Suno acquires Songkick data

In an email, the concert discovery platform revealed that all users’ personal data will be transferred to Suno, an AI music company currently embroiled in licensing issues with Universal Music Group and Sony Music Entertainment.

Suno acquires Songkick data

I’ve used Songkick for a long time—aside from word-of-mouth or simply following bands on social media, I’ve found it’s one of the easiest ways to discover local shows, and to record the gigs you’ve caught. In fact, I was scrolling through it last night, plugging in the shows I was planning to see and filling in the gaps of my schedule for this month. 

This morning, I deleted the app—time to rely fully on Concert Archives, OhMyRockness (for NYC), and Bandsintown instead.

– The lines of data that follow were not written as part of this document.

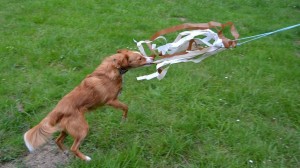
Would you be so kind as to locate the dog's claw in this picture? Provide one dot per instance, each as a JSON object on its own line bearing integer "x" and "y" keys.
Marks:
{"x": 66, "y": 152}
{"x": 124, "y": 120}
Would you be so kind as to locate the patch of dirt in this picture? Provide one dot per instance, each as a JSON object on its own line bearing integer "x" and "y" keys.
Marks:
{"x": 48, "y": 156}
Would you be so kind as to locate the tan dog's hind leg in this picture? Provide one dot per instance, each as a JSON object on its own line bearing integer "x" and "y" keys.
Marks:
{"x": 59, "y": 141}
{"x": 78, "y": 129}
{"x": 119, "y": 105}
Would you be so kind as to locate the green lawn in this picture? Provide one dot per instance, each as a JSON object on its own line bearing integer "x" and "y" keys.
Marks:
{"x": 240, "y": 108}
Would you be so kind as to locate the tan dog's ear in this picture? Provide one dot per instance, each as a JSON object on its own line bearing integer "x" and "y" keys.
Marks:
{"x": 125, "y": 61}
{"x": 121, "y": 61}
{"x": 123, "y": 51}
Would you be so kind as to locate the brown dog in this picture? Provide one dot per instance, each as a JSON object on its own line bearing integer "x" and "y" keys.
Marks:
{"x": 102, "y": 87}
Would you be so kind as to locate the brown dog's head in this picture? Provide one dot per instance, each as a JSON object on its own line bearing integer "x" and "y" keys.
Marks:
{"x": 130, "y": 59}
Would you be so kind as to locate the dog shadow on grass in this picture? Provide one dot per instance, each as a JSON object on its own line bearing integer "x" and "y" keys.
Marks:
{"x": 48, "y": 156}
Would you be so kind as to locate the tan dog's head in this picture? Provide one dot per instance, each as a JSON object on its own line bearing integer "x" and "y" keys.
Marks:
{"x": 127, "y": 59}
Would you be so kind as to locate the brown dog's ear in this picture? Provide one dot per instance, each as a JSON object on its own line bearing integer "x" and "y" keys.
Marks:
{"x": 123, "y": 51}
{"x": 125, "y": 61}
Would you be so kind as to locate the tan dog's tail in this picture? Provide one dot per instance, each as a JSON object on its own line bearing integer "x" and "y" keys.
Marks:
{"x": 39, "y": 134}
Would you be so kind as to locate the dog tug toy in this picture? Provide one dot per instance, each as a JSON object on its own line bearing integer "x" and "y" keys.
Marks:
{"x": 195, "y": 45}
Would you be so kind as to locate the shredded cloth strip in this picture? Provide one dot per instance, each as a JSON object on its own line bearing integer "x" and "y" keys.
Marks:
{"x": 194, "y": 45}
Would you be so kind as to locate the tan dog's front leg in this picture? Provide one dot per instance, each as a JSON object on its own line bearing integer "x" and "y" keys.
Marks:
{"x": 119, "y": 105}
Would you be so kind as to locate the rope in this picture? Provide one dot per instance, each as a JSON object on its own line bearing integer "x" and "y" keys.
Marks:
{"x": 251, "y": 38}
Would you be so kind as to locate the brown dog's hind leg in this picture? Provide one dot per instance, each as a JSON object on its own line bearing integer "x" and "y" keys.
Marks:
{"x": 59, "y": 141}
{"x": 119, "y": 105}
{"x": 78, "y": 129}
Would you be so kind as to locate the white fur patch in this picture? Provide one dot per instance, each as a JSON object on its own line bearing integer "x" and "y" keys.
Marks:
{"x": 28, "y": 145}
{"x": 87, "y": 158}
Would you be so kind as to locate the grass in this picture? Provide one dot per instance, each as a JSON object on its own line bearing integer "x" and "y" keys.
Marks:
{"x": 237, "y": 109}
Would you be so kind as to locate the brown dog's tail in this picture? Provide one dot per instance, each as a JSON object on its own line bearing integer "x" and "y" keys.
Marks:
{"x": 39, "y": 134}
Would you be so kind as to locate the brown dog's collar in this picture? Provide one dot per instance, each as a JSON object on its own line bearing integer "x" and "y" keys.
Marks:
{"x": 122, "y": 71}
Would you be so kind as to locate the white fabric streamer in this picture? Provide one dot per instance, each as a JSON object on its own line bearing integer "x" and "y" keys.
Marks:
{"x": 207, "y": 39}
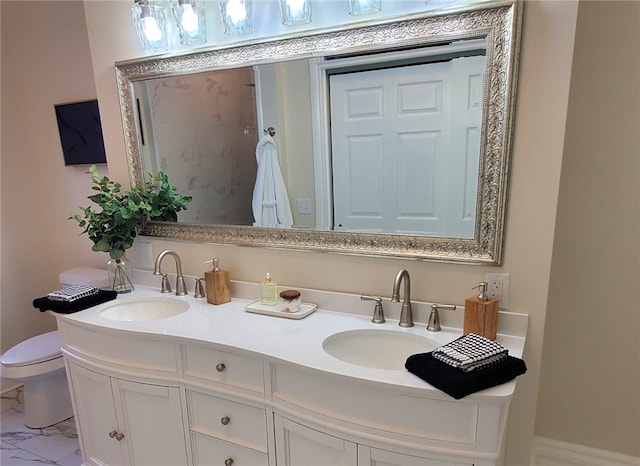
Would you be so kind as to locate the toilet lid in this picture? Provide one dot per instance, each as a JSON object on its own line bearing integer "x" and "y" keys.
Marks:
{"x": 34, "y": 350}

On April 30, Songkick users were sent an email—one that likely fast-tracked to their Promotion or Spam folders, given that I certainly didn’t see it—informing them that all personal data collected by the platform “will be transferred to Suno, who will become the controller responsible for that data going forward.” This data is all-encompassing: account details, favorited and seen artists, location, alert settings, and the years of Spotify integration data amassed by Songkick.

Suno, for the uninitiated, is the leading company for AI-generated music. It’s currently embroiled in licensing issues with Universal Music Group and Sony Music Entertainment, for obvious reasons. What does it mean, then, for Suno to own Songkick? Well, according to a recent job listing for a “General Manager of Songkick,” Suno views it as “a massive untapped opportunity to reimagine what live music discovery experiences look like when powered by AI.” Suno will be fully integrated into the concert-finding app: the “General Manager of Songkick” job description includes “develop[ing] and execut[ing] an integration roadmap that connects Songkick’s live music graph with Suno’s artist and creation ecosystem” and “champion[ing] a vision for what it means to move a fan from creating music on Suno to driving live experiences on Songkick.” 

In layman’s terms, this means uploading AI artists into the Songkick matrix—fast-tracking the AI siege on the music landscape immensely by somehow moving beyond charts and into venues. 

Songkick, owned previously by Warner Music Group, was acquired by Suno in November 2025. At the time, it was unclear what an AI music company would even want a concert discovery app for. Some sites assumed it was a means of collecting data. After all, Songkick boasts years of listening data from users, which undoubtedly would be an asset to a company attempting to reverse-engineer what human beings look for in art. It also, of course, could have just been a cash reduction in the settlement Suno was seeking with WMG. For the most part, however, the Songkick acquisition was overshadowed by the rest of the WMG licensing deal.

Six or so months later, the curtain is finally starting to lift. Yes, Suno is stealing the data we’ve given to Songkick over the years, presumably to create new AI slop that is tailor-made to fit secretly gathered user preferences. But given the new job listing, it goes beyond that. Suno is using the database of over 10 million users’ concert history to enable a “creation-to-discovery” pipeline. In other words, this is to create an infrastructure for AI music to become integrated with live artist touring. At the moment, it remains unclear what this would actually look like in practice. Unfortunately, it seems like we’re going to find out.